Q: How much recent xG data should I use? Last five matches or the whole season? A: Use both. Check how a team's xG has changed over the season and specifically their last 5-10 matches. A team that was weak early season but improving recently has more positive momentum than overall season xG suggests.
Q: If xG is so predictive, why don't bookmakers just price based on xG? A: Bookmakers do use advanced analytics internally, but they still price with biases. Retail bettors overweight recent results and underweight complex statistical measures. To manage their liability against retail money, bookmakers adjust odds away from pure xG-based probability.
Q: Can I use xG for in-play betting? A: xG is primarily designed for pre-match analysis. In-play, the match state changes so rapidly that pre-match xG analysis becomes less relevant. Focus on pre-match value betting with xG.
Q: What's a significant gap between results and xG? A: Teams typically regress towards their xG within 5-10 matches.
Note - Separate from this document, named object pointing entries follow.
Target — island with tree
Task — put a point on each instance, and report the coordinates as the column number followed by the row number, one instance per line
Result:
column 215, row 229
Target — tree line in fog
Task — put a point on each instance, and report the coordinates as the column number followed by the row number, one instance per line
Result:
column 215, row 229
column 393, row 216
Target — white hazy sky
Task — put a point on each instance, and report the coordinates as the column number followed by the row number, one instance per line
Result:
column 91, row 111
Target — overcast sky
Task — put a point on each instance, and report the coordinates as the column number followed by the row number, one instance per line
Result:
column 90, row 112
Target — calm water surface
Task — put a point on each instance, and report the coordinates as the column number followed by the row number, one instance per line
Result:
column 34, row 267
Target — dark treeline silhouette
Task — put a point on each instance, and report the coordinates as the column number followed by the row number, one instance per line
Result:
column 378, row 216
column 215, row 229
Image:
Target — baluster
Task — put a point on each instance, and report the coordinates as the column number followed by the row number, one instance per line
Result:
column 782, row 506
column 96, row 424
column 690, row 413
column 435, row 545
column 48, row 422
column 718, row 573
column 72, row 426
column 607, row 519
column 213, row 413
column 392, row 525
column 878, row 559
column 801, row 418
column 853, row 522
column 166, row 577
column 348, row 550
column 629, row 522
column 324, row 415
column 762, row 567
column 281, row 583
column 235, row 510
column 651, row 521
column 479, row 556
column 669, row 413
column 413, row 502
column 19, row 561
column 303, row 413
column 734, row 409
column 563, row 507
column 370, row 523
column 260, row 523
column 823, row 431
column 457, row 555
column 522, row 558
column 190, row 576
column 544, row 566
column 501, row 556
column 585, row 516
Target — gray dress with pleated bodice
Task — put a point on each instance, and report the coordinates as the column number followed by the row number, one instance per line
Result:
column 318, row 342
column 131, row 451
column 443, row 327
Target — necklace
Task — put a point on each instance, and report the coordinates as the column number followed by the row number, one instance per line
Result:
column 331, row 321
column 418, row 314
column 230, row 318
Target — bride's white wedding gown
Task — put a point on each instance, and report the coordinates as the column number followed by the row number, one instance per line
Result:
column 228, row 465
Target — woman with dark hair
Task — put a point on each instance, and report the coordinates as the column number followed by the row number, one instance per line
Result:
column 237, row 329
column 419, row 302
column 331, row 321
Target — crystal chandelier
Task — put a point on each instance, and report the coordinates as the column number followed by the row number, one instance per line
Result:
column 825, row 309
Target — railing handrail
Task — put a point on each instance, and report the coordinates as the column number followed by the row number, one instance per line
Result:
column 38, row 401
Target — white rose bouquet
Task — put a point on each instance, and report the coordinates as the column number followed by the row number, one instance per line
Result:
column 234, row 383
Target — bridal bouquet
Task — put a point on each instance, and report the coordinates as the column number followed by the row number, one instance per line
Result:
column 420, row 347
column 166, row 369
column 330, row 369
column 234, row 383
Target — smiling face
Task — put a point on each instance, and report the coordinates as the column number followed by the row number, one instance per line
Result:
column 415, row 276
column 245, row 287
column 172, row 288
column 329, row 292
A gap of 5+ points between expected points (based on xG) and actual points is notable. Beyond 10 points of variance, regression becomes quite likely.
Q: Should I use only xG or combine it with other betting factors? A: xG should be one part of your analysis, not the whole picture. Combine it with team form, head-to-head records, injury information, and tactical analysis. The strongest value bets come when multiple factors align.